Charles Prendik was left on the island alone with the creations of Dr. Moreau. And this is what happens to them: “their naked bodies began to become covered with hair, their foreheads were overgrown, and their faces extended forward. But they didn’t even fall to the level of animals <...>, since they were a crossbreed, as it were, common features appeared, and sometimes glimpses of human features. ” Neighborhood with them was becoming more dangerous, especially after the hyena-pig tore the beast-dog, which protected Prendik's dream.
Prendik seeks salvation. The construction of the raft ends in collapse. But one day he was lucky - a boat was washed ashore, in which there were dead sailors from Ipekakuana. Prendik returned to the normal world. But Dr. Moro Prendik could not recover from the island for a long time.

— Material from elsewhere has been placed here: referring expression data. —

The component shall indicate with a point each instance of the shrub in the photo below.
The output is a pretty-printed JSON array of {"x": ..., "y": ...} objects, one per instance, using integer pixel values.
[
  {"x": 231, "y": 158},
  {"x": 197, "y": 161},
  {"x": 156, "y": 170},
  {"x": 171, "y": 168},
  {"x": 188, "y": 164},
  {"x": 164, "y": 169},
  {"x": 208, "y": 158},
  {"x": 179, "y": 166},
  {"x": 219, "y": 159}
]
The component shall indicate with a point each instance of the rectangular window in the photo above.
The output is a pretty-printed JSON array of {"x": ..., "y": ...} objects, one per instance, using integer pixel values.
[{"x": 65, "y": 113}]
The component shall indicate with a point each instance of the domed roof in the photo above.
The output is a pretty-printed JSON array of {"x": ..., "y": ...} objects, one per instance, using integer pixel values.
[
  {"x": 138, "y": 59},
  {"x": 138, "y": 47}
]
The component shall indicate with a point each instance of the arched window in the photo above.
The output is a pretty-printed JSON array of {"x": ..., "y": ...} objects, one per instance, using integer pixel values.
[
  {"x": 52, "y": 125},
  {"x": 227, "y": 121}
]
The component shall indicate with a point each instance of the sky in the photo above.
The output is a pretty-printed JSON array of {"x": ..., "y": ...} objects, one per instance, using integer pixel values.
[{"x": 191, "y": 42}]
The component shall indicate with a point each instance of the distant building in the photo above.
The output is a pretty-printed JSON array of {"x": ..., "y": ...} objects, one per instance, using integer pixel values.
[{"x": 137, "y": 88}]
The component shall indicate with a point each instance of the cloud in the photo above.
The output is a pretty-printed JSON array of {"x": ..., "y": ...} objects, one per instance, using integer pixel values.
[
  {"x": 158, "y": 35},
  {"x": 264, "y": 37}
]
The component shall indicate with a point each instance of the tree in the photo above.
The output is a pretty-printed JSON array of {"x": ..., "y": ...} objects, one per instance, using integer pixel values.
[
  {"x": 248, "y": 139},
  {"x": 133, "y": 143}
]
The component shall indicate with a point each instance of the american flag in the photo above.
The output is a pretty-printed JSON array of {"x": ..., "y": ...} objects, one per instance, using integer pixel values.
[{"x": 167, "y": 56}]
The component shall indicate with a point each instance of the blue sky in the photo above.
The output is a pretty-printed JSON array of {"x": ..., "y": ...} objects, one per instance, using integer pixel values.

“I could not convince myself that the men and women I met were not beasts in human form, who still look like humans, but will soon begin to change again and show their bestial instincts ...”, “... it seems to me that a beast is hiding under the outer shell, and the horror that I saw on the island, only on a larger scale, will soon be played out before me. ”
Charles Prendick can no longer live in London. He moves away from the noise of a big city and a crowd of people, and gradually calm comes to him. He believes, "that everything human that is in us should find comfort and hope in the eternal, comprehensive laws of the universe, and not in the ordinary, everyday worries, sorrows, passions."